I couldn't agree with all of you more on this. Now that I got up off the floor from falling off my chair and blood is running through my veins again, I have a few words about this to share. There are two separate stories in this thread, one about the mother who left "her" child in China and the other about a plastic surgeon doing eye surgery to "correct" an eyefold. Let me address the latter first:
To me it is about Westernizing children to the point of surgery. There is something very disturbing about this. Come on people, what message does this send a child about race and...beauty...and power?! Sigh. It is one thing for an adult to elect to do this, but for a child to have their appearance changed? Again, I am puzzled that an AP would elect to do this, especially after all the wonderful workshops that they took on ICA and living with a multicultural child (insert sarcastic tone of your choice). Can't wait to read that child's blog in the future.
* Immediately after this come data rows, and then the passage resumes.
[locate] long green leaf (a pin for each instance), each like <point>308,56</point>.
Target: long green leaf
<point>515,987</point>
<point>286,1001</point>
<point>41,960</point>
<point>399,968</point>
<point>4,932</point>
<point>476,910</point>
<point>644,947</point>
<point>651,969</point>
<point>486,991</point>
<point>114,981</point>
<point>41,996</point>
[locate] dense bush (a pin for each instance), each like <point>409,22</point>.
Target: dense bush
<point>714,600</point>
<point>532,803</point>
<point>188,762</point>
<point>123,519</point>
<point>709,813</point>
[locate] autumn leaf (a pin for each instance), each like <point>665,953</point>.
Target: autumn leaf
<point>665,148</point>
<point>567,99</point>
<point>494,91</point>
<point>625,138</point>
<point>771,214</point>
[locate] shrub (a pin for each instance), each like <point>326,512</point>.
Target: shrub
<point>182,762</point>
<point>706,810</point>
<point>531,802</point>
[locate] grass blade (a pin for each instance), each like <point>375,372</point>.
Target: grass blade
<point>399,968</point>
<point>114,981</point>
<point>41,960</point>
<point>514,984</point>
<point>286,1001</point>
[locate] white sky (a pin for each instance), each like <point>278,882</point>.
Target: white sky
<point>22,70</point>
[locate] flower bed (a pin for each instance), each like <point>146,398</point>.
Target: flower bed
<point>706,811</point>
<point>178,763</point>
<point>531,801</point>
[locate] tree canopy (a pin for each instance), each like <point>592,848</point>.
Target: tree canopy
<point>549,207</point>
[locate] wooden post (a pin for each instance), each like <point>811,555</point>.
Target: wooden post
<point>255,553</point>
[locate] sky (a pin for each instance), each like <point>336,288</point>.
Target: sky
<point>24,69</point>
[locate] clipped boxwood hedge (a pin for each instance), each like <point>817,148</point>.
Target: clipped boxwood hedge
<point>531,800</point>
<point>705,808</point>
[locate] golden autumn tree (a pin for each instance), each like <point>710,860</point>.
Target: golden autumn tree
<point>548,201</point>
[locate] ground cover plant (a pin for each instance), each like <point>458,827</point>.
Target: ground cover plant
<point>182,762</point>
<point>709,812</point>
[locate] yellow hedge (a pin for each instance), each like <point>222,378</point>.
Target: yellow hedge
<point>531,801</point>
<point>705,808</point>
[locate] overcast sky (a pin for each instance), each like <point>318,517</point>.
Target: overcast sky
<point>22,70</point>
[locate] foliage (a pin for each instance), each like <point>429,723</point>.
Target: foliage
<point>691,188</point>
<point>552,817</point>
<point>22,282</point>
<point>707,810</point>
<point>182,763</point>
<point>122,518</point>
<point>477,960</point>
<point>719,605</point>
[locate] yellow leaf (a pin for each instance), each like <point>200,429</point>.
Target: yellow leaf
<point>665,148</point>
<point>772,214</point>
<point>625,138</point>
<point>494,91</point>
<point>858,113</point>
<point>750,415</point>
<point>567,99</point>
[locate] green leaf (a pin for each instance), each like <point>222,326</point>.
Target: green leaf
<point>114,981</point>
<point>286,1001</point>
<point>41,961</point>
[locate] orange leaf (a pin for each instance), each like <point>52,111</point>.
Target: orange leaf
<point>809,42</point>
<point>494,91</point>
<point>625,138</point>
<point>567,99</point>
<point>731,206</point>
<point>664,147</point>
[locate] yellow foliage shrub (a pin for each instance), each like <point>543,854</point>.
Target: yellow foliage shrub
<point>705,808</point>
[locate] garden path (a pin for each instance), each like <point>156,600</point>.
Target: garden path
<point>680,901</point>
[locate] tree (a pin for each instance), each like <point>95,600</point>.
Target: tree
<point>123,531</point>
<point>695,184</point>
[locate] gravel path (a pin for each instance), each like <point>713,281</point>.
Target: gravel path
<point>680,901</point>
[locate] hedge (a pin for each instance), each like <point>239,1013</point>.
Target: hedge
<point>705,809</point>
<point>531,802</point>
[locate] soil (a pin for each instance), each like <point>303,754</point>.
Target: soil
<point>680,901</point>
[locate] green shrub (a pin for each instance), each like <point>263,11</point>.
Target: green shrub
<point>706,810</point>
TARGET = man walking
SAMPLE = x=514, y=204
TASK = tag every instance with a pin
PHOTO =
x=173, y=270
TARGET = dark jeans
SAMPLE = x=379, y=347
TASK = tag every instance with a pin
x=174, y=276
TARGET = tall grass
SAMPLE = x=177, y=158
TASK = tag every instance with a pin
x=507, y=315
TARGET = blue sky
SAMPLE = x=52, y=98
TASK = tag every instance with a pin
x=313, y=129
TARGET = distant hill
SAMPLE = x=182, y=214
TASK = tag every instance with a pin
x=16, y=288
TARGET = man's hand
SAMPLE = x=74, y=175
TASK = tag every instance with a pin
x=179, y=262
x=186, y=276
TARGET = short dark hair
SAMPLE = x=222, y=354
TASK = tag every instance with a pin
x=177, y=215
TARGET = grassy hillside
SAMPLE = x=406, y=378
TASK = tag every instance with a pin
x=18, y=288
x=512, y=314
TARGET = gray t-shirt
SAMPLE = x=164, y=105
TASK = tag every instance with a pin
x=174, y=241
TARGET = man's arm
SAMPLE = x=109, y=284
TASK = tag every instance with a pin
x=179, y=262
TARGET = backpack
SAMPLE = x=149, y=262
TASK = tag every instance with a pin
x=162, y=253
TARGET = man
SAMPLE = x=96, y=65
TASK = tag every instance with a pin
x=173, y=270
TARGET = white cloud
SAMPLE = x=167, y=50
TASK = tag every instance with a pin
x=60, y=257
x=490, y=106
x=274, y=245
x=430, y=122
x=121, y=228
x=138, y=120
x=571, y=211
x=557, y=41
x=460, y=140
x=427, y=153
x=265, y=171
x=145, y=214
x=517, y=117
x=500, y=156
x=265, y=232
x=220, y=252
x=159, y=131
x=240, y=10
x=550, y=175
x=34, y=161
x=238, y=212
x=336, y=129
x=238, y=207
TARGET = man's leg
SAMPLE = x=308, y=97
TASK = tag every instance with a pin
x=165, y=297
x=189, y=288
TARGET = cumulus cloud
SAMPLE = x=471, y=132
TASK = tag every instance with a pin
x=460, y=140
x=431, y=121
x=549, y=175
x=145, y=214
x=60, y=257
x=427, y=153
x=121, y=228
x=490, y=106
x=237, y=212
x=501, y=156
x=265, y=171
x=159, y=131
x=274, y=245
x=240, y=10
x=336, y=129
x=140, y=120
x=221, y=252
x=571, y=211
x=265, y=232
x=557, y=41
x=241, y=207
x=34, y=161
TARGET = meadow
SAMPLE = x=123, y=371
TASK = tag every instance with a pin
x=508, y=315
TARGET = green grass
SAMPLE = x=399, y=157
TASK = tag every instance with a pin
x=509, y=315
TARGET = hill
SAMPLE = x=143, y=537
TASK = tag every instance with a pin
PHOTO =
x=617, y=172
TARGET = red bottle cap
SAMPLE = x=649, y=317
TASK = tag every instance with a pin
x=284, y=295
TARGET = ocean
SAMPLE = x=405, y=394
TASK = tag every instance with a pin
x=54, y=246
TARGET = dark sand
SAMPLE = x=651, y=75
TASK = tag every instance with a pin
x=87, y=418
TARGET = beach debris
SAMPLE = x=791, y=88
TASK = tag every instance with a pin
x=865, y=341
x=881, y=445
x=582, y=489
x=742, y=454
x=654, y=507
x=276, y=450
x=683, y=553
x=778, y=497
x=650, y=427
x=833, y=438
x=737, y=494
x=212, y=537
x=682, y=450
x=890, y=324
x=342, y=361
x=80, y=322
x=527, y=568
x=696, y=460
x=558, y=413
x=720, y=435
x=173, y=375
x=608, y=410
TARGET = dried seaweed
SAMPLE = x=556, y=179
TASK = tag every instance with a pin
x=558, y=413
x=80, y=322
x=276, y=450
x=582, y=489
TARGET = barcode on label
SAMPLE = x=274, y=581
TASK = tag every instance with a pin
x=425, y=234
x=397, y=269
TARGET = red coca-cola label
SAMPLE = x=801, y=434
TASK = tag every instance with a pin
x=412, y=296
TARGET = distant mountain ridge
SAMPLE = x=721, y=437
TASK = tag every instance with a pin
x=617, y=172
Regarding the first story, I don't know all the details about the story and I am hoping that the media left out many pockets of the story and I am also hope that it is more complex than what is written in a blurb, but with that said...it just sounds like another elitist AP story to me. I don't want to sound harsh but to leave a child in the child's birth country may sound poetic, but in reality is sounds cruel because it is not the perfect child of your referral dreams and it doesn't sound too compassionate to me to leave a sick child referred to you in their birth country. I would think that more medical assistance in the US would have helped the child ease her suffering as well as being held in the arms of loving parents, but heck, that's just me. Then fast forward years later, the child is still alive and then the mother and her daughter are reunited. Um...am I missing something here? Parenting is more than paperwork. One earns the title of parent.
Re: "My Unforgotten Daugher"
Re: "My Unforgotten Daugher" -- I don't understand. How is this woman still considered the girl's mother after leaving her in China to die from what could easily have been treatable (in N. America) skin cancer? Did she not bother to have her daughter's health consulted on? Mother? Such a title should not be bestowed upon someone so selfish and self-serving. *My* Unforgotten Daughter? A reunion?
Gimme a break.
Also, the second story is some major bullshit. Who screens these AP? Probably the same folks who enter their kids into beauty pageants.